C’est lorsqu’ils interviennent auprès d’un homme que nous faisons la connaissance de Kao, fils d’un homme ayant voulu s’échapper de l’île et ayant été exécuté, petit fils d’un projectionniste ayant été fusillé sur une colline si haute que la vue en est magnifique depuis le sommet. Des drames sous la beauté, des meurtres sous la paix. Kao a quinze ans, il a en tête des scènes entières de films que lui a raconté sa mère mais il n’en a jamais vu. Par contre il a remarqué Emma, la pointe de ses cheveux noirs, le pli sur sa lèvre. Emma qui va à la Grande Bibliothèque, a un nom de personnage romanesque, ne semble pas sortir des sentiers battus. Et qui, pourtant, sort du cadre. Irrévocablement. Chancèle et vomit devant cet homme dont on brûle les yeux. Emma, qui joue du théâtre aux Tréteaux.
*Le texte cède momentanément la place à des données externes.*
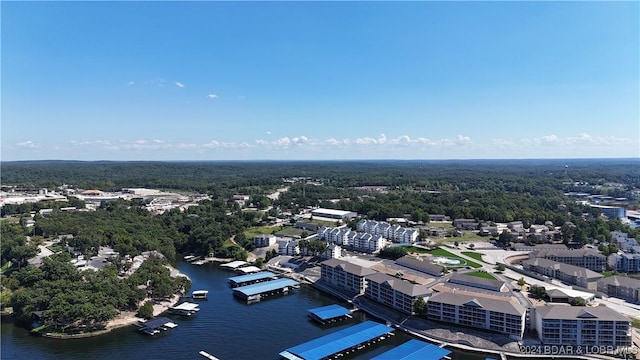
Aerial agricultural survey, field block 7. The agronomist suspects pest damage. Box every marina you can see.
[229,271,278,288]
[371,339,451,360]
[279,320,393,360]
[233,279,300,301]
[138,317,178,335]
[309,304,351,324]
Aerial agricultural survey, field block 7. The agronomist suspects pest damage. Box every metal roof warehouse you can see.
[280,321,393,360]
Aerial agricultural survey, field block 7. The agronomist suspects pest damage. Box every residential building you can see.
[449,273,507,292]
[532,305,631,347]
[365,273,430,314]
[320,259,376,294]
[427,292,527,340]
[529,249,607,272]
[522,258,603,290]
[609,253,640,273]
[396,256,444,276]
[253,234,276,247]
[598,276,640,304]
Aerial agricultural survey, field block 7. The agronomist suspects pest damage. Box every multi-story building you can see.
[533,305,631,347]
[396,256,444,276]
[427,292,527,340]
[598,276,640,304]
[609,253,640,273]
[529,249,607,272]
[320,259,376,294]
[253,234,276,247]
[365,273,430,314]
[522,258,603,290]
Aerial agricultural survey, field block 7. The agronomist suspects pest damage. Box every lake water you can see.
[0,262,484,360]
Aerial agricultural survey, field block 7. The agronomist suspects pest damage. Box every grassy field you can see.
[464,271,496,280]
[462,251,485,262]
[429,248,482,269]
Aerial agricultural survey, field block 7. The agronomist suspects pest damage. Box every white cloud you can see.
[16,140,37,148]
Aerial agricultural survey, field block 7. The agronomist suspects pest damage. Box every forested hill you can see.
[0,158,640,193]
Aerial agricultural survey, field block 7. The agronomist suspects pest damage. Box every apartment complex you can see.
[598,276,640,304]
[365,273,430,314]
[320,259,376,294]
[427,292,527,340]
[522,258,603,290]
[533,305,631,347]
[529,249,607,272]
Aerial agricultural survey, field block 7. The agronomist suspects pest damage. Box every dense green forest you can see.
[0,159,640,332]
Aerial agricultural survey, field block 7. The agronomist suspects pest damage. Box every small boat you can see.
[191,290,209,300]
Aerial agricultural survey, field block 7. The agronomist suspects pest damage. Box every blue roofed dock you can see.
[233,279,300,301]
[308,304,351,324]
[229,271,278,288]
[371,339,451,360]
[280,321,393,360]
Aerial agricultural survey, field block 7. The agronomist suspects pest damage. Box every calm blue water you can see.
[0,262,484,360]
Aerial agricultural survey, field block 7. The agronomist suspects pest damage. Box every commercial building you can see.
[532,305,631,347]
[427,292,527,340]
[598,276,640,304]
[522,258,603,290]
[529,249,607,272]
[320,259,376,294]
[365,273,430,314]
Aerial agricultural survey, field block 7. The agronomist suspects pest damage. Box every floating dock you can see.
[191,290,209,300]
[371,339,451,360]
[308,304,351,324]
[233,279,300,301]
[280,321,393,360]
[229,271,278,287]
[138,317,178,335]
[220,260,248,270]
[169,302,200,316]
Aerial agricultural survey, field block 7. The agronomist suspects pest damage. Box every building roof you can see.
[522,258,603,280]
[366,273,430,296]
[321,259,376,276]
[371,339,451,360]
[229,271,276,284]
[396,256,444,274]
[598,275,640,289]
[308,304,351,320]
[449,273,504,291]
[280,321,393,360]
[233,279,299,296]
[535,305,629,322]
[429,292,526,316]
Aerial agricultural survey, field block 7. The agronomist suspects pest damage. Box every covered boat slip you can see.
[169,302,200,316]
[309,304,351,324]
[371,339,451,360]
[280,321,393,360]
[229,271,278,287]
[138,317,178,335]
[233,279,300,301]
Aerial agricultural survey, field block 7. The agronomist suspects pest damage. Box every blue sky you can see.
[1,1,640,161]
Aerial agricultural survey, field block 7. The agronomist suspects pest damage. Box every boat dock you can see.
[308,304,351,324]
[229,271,278,288]
[138,317,178,335]
[371,339,451,360]
[191,290,209,300]
[169,302,200,316]
[233,279,300,301]
[279,321,393,360]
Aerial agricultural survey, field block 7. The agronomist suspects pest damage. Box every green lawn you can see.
[464,271,496,280]
[429,248,482,269]
[462,251,485,262]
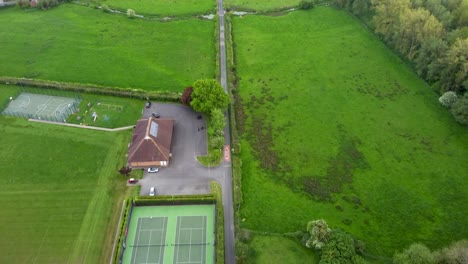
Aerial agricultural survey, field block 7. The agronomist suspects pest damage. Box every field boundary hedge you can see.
[111,192,224,264]
[0,76,182,102]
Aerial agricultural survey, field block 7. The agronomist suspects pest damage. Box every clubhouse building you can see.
[128,117,174,169]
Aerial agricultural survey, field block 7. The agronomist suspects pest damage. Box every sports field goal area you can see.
[122,205,215,264]
[2,93,81,123]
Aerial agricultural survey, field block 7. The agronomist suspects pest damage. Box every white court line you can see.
[180,227,206,230]
[132,218,141,263]
[145,226,153,263]
[140,228,164,231]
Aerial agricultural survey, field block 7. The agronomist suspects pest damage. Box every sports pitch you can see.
[122,205,215,264]
[2,93,81,122]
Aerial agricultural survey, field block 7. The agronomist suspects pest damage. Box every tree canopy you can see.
[190,79,229,114]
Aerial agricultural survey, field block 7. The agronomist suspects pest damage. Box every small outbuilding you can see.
[128,117,174,168]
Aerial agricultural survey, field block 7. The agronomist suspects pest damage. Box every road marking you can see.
[224,145,231,162]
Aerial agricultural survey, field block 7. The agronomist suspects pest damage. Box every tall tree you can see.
[395,8,444,59]
[351,0,370,16]
[424,0,453,29]
[414,38,448,79]
[428,38,468,93]
[371,0,410,43]
[190,79,229,114]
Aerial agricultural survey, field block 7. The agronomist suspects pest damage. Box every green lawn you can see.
[102,0,216,16]
[225,0,300,11]
[247,235,318,264]
[233,7,468,256]
[0,4,216,91]
[0,87,131,263]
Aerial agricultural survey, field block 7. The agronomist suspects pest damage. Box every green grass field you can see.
[0,4,216,91]
[233,8,468,256]
[225,0,300,11]
[0,87,130,263]
[67,94,145,128]
[247,235,318,264]
[102,0,216,16]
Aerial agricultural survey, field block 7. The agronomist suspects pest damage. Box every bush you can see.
[393,243,435,264]
[127,9,136,18]
[297,0,315,10]
[439,91,457,108]
[451,92,468,125]
[16,0,29,8]
[101,4,111,13]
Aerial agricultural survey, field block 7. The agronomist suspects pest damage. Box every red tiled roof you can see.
[128,117,174,164]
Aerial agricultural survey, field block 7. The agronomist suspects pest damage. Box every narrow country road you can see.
[218,0,236,264]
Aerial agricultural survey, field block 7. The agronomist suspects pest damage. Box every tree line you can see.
[335,0,468,124]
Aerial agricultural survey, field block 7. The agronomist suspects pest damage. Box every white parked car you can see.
[148,168,159,173]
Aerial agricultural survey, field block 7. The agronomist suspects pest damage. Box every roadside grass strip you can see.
[2,93,81,122]
[174,216,207,264]
[122,205,215,264]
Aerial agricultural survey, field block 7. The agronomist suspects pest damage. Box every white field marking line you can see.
[8,95,28,113]
[189,230,192,261]
[131,218,141,263]
[174,216,182,263]
[43,96,63,116]
[33,217,50,264]
[35,96,52,115]
[54,103,72,118]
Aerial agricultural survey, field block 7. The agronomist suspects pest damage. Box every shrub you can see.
[393,243,435,264]
[451,92,468,125]
[439,91,457,108]
[101,4,111,13]
[16,0,29,8]
[127,9,136,18]
[298,0,314,10]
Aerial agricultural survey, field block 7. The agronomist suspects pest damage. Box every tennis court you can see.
[2,93,81,122]
[131,217,167,263]
[174,216,207,264]
[122,205,215,264]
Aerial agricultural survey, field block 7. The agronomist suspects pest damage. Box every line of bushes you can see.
[112,199,132,264]
[210,181,224,264]
[0,76,182,102]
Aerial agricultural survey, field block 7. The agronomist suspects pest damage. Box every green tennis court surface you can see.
[122,205,215,264]
[2,93,81,122]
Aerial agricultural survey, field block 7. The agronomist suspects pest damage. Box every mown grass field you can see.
[0,87,130,263]
[0,4,216,91]
[233,7,468,257]
[224,0,300,11]
[247,235,318,264]
[102,0,216,16]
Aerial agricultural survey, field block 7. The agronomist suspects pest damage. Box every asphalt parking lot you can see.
[139,102,213,195]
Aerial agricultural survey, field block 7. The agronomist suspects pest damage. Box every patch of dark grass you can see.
[301,126,368,201]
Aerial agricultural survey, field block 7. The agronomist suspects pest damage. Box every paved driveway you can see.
[140,103,212,195]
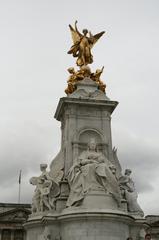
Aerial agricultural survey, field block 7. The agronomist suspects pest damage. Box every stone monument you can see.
[25,21,145,240]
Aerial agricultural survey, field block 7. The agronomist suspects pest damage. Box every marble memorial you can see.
[25,22,146,240]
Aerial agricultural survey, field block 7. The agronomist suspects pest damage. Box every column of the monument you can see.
[106,116,113,160]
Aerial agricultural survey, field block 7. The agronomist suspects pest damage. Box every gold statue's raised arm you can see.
[68,21,105,67]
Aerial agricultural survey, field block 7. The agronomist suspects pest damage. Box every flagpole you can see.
[18,170,22,204]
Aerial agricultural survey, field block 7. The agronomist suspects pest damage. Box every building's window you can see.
[14,230,24,240]
[2,229,11,240]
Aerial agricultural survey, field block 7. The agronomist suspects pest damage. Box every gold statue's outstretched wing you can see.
[69,21,82,44]
[89,31,105,48]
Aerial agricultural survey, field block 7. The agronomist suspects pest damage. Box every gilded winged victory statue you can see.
[68,21,105,67]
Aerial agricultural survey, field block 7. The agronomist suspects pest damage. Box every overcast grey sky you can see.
[0,0,159,214]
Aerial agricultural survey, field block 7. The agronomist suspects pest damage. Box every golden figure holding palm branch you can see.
[68,21,105,67]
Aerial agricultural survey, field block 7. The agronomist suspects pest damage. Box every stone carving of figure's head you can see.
[145,233,151,240]
[109,164,116,175]
[40,163,47,172]
[88,138,97,151]
[125,169,132,176]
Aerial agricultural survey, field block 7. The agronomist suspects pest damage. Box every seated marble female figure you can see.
[67,139,120,206]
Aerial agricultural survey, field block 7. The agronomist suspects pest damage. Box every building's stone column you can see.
[11,229,14,240]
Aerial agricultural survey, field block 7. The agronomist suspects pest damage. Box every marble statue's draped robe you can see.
[67,150,120,206]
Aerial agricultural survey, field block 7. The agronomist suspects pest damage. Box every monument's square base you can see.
[25,207,144,240]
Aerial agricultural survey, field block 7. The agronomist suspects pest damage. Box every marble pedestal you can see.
[25,207,144,240]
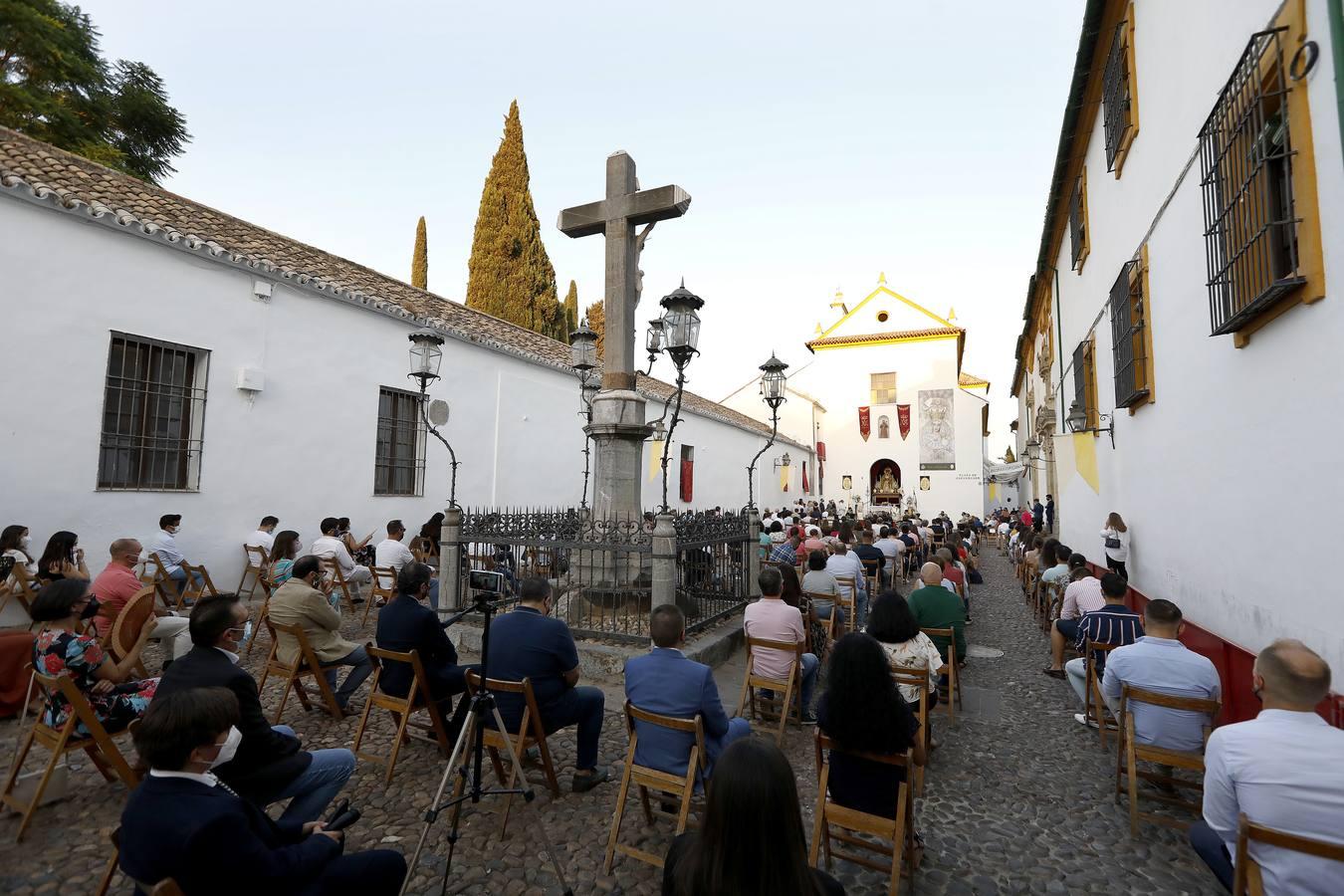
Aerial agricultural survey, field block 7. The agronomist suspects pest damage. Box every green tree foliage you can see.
[0,0,191,181]
[586,301,606,361]
[564,280,579,341]
[466,100,567,338]
[411,215,429,289]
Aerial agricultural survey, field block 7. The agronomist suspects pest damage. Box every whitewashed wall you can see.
[0,195,801,623]
[1018,0,1344,669]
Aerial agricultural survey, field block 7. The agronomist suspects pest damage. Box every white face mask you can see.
[210,726,243,769]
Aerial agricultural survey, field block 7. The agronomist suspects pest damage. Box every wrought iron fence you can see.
[675,513,757,633]
[458,508,653,642]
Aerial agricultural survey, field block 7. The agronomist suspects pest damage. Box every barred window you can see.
[373,385,425,495]
[99,332,210,492]
[1110,261,1152,407]
[868,373,896,404]
[1068,168,1090,270]
[1101,14,1138,176]
[1199,28,1306,336]
[1074,336,1101,430]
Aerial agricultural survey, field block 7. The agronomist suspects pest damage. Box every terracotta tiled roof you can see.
[0,127,802,447]
[807,327,965,347]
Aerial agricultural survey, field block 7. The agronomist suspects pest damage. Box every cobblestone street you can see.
[0,549,1218,896]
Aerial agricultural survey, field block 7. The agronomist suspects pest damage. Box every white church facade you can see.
[0,129,811,617]
[723,276,990,519]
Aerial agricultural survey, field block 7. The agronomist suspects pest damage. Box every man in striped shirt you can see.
[1064,572,1144,724]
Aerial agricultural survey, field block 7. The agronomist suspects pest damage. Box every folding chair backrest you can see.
[108,584,154,660]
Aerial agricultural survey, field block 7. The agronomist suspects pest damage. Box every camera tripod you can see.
[400,591,573,896]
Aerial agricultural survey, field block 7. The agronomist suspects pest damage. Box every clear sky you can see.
[81,0,1083,455]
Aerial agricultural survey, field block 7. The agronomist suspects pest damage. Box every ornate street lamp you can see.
[650,278,704,513]
[748,352,788,509]
[406,330,457,508]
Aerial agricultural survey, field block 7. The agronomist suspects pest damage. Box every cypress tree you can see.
[411,215,429,289]
[466,100,564,336]
[587,300,606,361]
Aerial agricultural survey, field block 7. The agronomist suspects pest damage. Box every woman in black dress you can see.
[663,738,844,896]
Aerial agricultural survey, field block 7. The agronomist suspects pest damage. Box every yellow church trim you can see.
[810,334,962,351]
[817,282,956,340]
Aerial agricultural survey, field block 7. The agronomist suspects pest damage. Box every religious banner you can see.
[919,389,957,470]
[896,404,910,442]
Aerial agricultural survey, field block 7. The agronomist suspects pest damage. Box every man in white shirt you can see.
[1193,639,1344,896]
[373,520,438,610]
[312,516,373,593]
[243,516,280,557]
[826,539,868,628]
[141,513,202,593]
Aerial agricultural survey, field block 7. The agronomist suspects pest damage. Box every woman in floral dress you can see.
[32,579,158,738]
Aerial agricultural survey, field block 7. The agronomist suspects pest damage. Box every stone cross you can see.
[557,150,691,389]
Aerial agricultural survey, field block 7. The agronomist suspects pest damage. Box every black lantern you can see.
[410,330,444,392]
[659,280,704,369]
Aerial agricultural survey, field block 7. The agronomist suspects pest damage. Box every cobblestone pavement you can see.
[0,551,1219,896]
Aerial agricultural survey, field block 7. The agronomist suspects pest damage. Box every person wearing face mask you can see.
[158,593,354,822]
[119,688,406,896]
[93,539,191,668]
[143,513,202,593]
[32,579,158,738]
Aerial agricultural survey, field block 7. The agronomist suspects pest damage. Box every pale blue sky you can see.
[82,0,1082,454]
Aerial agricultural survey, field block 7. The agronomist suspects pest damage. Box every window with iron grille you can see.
[1101,19,1136,170]
[373,385,425,495]
[1110,261,1151,407]
[868,373,896,404]
[99,332,210,492]
[1068,168,1089,270]
[1199,28,1306,336]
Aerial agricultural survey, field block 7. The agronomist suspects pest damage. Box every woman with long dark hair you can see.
[816,631,925,818]
[663,738,844,896]
[38,531,92,581]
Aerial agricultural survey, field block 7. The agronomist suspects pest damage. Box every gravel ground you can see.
[0,551,1219,896]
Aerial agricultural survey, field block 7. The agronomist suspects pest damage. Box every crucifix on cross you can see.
[557,151,691,389]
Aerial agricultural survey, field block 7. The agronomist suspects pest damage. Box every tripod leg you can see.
[400,698,476,896]
[491,707,573,896]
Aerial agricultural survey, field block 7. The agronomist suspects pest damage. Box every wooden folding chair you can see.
[602,700,708,874]
[358,566,396,628]
[353,643,453,784]
[807,731,917,896]
[0,562,38,628]
[257,616,345,726]
[107,584,154,678]
[0,665,139,842]
[1111,684,1222,837]
[234,544,270,600]
[1083,638,1120,750]
[1232,812,1344,896]
[890,664,933,796]
[737,633,800,746]
[921,627,961,723]
[453,669,560,839]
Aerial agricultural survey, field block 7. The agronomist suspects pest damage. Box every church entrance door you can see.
[868,458,902,507]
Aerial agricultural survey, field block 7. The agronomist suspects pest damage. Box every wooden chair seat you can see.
[737,633,795,746]
[1113,684,1222,837]
[0,665,139,842]
[807,731,918,896]
[465,669,560,839]
[602,700,707,874]
[257,616,345,726]
[353,643,453,784]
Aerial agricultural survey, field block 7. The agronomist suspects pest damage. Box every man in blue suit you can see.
[625,603,752,776]
[119,688,406,896]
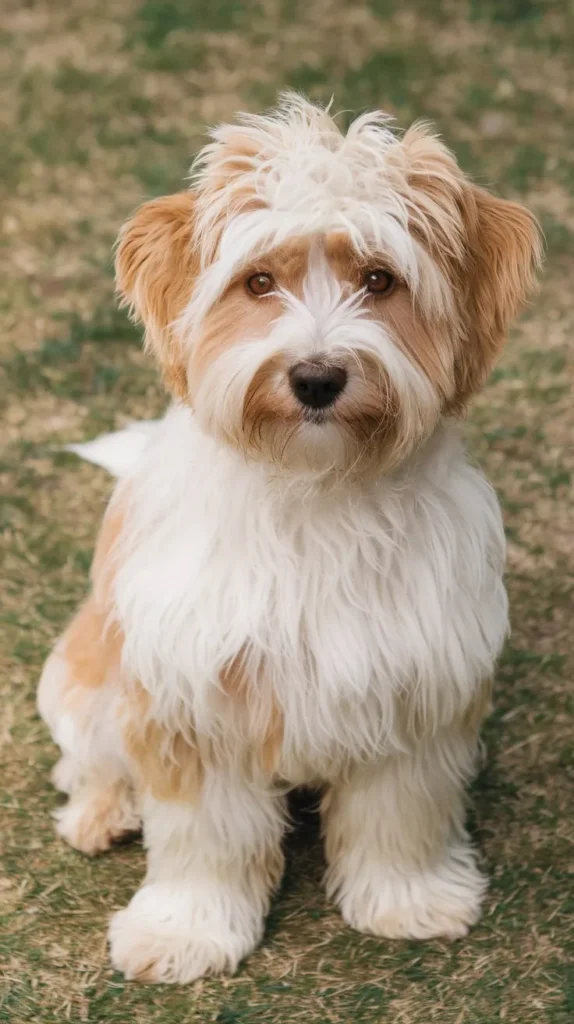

« Le cinéma est plutôt comme une bataille. Contre mille ennemis différents et contradictoires. Contre l’ennui. Contre la frénésie. Contre le quotidien désenchanté. Contre les lendemains qui chantent. Contre les bourrasques qui avalent nos cauchemars. Contre les usines qui broient nos rêves. Contre les laisses invisibles qui nous étranglent. Contre les habitudes qui nous ferment les yeux. Et dans cette bataille, Nuit et brouillard, avec son texte et ses images implacables, lutte aux avant-postes. Contre l’oubli. Contre les monstres du passé. Contre l’effacement des crimes effroyables de l’Histoire. Nuit et brouillard lutte contre tout cela. Et prouve que le cinéma peut abriter le temps. »

On ne va pas se mentir, c’est violent. Morbide. Gore parfois. Je n’avais encore jamais lu la description de yeux en train de se faire cramer. Mais c’est aussi immense, surprenant, plein de poésie douloureuse, abrupte. Il y a des fulgurances, des moments qui m’ont fait frissonner. On reprend des codes bien connus des dystopies, une révolution en marche, de la brutalité crasse ; mais on y ajoute autre chose. De l’espoir, du chaos, un hommage, des personnages torturés, par si manichéens, où les gentils sont parfois violents, et les méchants surprennent par leurs fêlures.

Grandiose.

En résumé

La Brigade de l’oeil est un coup de coeur. La fin m’a laissée abasourdie, je ne m’en suis pas rendue compte tout de suite, mais en écrivant cette chronique, comment en douter ? Un roman court, incisif, violent, aux images fortes et choquantes, qui rend hommage avec brio au 7e art, que ce soit au cinéma noir, aux comédies burlesques, aux Temps Modernes de Chaplin, à la comédie romantique. Tout en conduisant un scénario classique, une dystopie, une résistance, de la bêtise humaine ; Guillaume Guéraud offre des virages étonnants, des fêlures chez les pourritures, de la tendresse chez les résistants, un amour, étincelant. Et une fin, comme un coup de massue.